Before one tries to pin down Rosemary’s Baby it is important to distinguish between terror and horror, that is ‘the difference between awful apprehension and sickening realization’. This is what makes the film so powerful; a sense great foreboding evil that crescendos into the films finale. For most of the film the horror lives inside of Rosemary, unconventionally it is never seen by the viewer, it is rather the possibility that her baby may not be healthy and human but instead unnatural or even the spawn of the devil. This uncertainty builds as Rosemary transitions from sheltered Catholic girl and doting wife to the devil’s incubus and a potential conduit for his offspring. As the film unfolds we follow Rosemary as an oppressed woman who must deal with forces who are far beyond her comprehension. Rosemary’s pregnancy functions very much as an inversion of the Biblical Mary and Baby Jesus story, yet as canon Rosemary is not venerated but rather slips into a Catholic self-hatred in an inversion very much like immersion in Satanist subgroups.  

‘Rosemary’s Baby could be classified as a chamber horror’ © 1968 Paramount Pictures

A large part of this paranoid uncertainty is the outlandishness of the presence of Satanists all as is contrasted with much of the film which explores the banal normalcy of the couple’s life. Very little actually happens in terms of plot over a film that is nearly two and a half hours. Indeed, this sense of realism is increased by Polanski’s use of minimal editing and unbroken long shots which never leave Rosemary’s spectatorship and create a greater terror of her entrapment.  

Unusually, most of the film is set inside the apartment or in broad daylight. Rosemary’s Baby could be classified as a chamber horror, the brief moments of escape into New York provide little respite or ease for Rosemary from the terror of her domestic life. The apartment that they move into is well lit and clear, yet paradoxically labyrinthine and decaying. It is a sort of metropolitan gothic that swallows the couple up as they are entrapped within its confines in the mise-en-scène.  

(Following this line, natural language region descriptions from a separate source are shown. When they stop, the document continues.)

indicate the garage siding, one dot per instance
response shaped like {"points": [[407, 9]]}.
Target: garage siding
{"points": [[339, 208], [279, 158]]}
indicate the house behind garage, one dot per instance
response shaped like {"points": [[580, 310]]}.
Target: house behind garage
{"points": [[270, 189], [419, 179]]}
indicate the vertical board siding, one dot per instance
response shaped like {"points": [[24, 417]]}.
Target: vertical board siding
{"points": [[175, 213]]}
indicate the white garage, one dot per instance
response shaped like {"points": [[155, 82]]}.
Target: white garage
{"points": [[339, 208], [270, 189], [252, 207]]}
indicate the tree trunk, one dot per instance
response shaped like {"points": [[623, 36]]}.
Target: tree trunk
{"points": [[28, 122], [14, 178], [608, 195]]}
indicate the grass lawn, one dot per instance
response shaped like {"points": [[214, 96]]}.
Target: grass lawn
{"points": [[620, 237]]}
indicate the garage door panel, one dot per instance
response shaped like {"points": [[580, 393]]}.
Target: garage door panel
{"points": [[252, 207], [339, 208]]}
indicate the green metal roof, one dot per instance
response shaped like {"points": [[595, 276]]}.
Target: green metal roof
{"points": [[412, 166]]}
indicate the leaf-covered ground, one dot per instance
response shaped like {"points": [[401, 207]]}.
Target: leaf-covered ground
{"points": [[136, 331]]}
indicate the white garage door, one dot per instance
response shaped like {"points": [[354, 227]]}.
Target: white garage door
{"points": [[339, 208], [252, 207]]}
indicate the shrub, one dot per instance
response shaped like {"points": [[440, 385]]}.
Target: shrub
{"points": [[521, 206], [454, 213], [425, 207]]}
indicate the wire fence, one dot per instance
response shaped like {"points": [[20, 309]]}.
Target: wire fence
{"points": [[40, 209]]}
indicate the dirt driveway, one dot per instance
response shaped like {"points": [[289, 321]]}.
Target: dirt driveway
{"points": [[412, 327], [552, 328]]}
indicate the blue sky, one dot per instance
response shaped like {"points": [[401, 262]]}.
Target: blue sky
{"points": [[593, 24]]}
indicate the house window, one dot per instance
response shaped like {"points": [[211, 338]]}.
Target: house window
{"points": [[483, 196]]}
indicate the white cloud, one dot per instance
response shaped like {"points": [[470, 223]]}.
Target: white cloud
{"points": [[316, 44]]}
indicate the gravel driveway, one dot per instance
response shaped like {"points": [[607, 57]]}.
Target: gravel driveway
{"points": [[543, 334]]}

In a post-#metoo social landscape, Rosemary’s Baby takes on another level of terror. Husband, Guy makes an altered Faustian pact with his neighbors and offers the devil his wife’s womb in return for a successful thespian career. As Rosemary is manipulated and exploited by her peers she is also infantilised and disempowered. Continually weakened and silenced she is the epitome of an experience that many young women had within the Hollywood system of yesteryear. The film is shot almost entirely from the perspective of Mia Farrow’s weakened heroine, this is the rarest of older American films experienced from a woman’s point of view. Disempowered by old patriarchal systems her experience makes it easy to see the horrors that many had go through. 

Rosemary’s Baby is streaming on Amazon Prime and screening in cinemas throughout the year.